In the end, some customers simply “burn out” and lose interest. Development is a technically complex and very time-consuming process - months of painstaking work by specialists. The development team faces an unusual dilemma: keeping the customer engaged in the work. Without this, the entire project may simply fail - entailing, if not financial, then image losses. Time problem Communication between the contractor and the customer is always a problem of timing. On the one hand, both parties are extremely busy and have a hard time managing their time. On the other hand, successful development requires strict adherence to the plan and does not tolerate missed deadlines for approvals and feedback. At the same time, communication itself eats up a lot of working hours. In almost any business, managers can tell stories about how various meetings begin to quietly eat up most of the workday. When working with foreign customers, this may interfere with the problem of time zones. Let's say a US client wants to ask urgent questions during his working hours, but a contractor representative on this side of the Atlantic is asleep at the time. Communication without mutually agreeable time management is a great way to fail development.

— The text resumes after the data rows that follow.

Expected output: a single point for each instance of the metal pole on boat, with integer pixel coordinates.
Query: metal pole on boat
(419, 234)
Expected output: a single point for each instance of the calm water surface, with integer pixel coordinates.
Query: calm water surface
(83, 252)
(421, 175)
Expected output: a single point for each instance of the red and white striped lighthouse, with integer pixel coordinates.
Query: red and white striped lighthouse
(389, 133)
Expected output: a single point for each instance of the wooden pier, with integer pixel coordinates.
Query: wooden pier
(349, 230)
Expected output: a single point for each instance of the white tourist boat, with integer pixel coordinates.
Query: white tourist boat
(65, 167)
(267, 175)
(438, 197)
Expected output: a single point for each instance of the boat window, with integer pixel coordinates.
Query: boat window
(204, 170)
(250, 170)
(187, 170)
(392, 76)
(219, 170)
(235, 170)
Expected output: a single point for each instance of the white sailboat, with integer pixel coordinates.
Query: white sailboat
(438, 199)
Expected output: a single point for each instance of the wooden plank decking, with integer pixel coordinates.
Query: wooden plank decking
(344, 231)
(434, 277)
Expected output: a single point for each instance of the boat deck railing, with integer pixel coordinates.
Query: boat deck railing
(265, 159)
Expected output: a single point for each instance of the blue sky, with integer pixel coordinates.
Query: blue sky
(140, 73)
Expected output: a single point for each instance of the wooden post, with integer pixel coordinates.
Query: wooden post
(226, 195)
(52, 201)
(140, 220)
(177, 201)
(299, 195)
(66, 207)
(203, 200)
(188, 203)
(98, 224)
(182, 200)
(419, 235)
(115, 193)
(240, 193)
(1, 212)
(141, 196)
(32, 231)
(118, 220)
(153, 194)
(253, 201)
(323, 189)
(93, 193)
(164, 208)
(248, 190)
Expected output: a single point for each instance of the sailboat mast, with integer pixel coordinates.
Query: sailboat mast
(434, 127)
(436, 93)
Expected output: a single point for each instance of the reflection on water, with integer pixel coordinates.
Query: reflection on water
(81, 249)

Why is this happening? Analysts from the same SG have been insisting for many years that large budgets, advanced technologies and stellar teams of specialists do not guarantee success if management on the customer’s side is poorly involved in the development. A clear understanding of the business goals of the project and life-giving feedback are as important for developm B2B Email List ent as the talent of a designer and the golden hands of a programmer. Customers are people too It would seem that the customer should root for his project with all his heart and constantly monitor it (after all, he pays money for it). The solution seems obvious - to give the customer the means of control over the development process: to coordinate each stage, report on each sprint and on each new feature. In reality, everything is more complicated. Customers are people too. Some cannot monitor development because they are busy with their own tasks, others do not see their role in development and “leave everything to the professionals,” others act as intermediaries and cannot make decisions on their own.
In the end, some customers simply “burn out” and lose interest. Development is a technically complex and very time-consuming process - months of painstaking work by specialists. The development team faces an unusual dilemma: keeping the customer engaged in the work. Without this, the entire project may simply fail - entailing, if not financial, then image losses. Time problem Communication between the contractor and the customer is always a problem of timing. On the one hand, both parties are extremely busy and have a hard time managing their time. On the other hand, successful development requires strict adherence to the plan and does not tolerate missed deadlines for approvals and feedback. At the same time, communication itself eats up a lot of working hours. In almost any business, managers can tell stories about how various meetings begin to quietly eat up most of the workday. When working with foreign customers, this may interfere with the problem of time zones. Let's say a US client wants to ask urgent questions during his working hours, but a contractor representative on this side of the Atlantic is asleep at the time. Communication without mutually agreeable time management is a great way to fail development.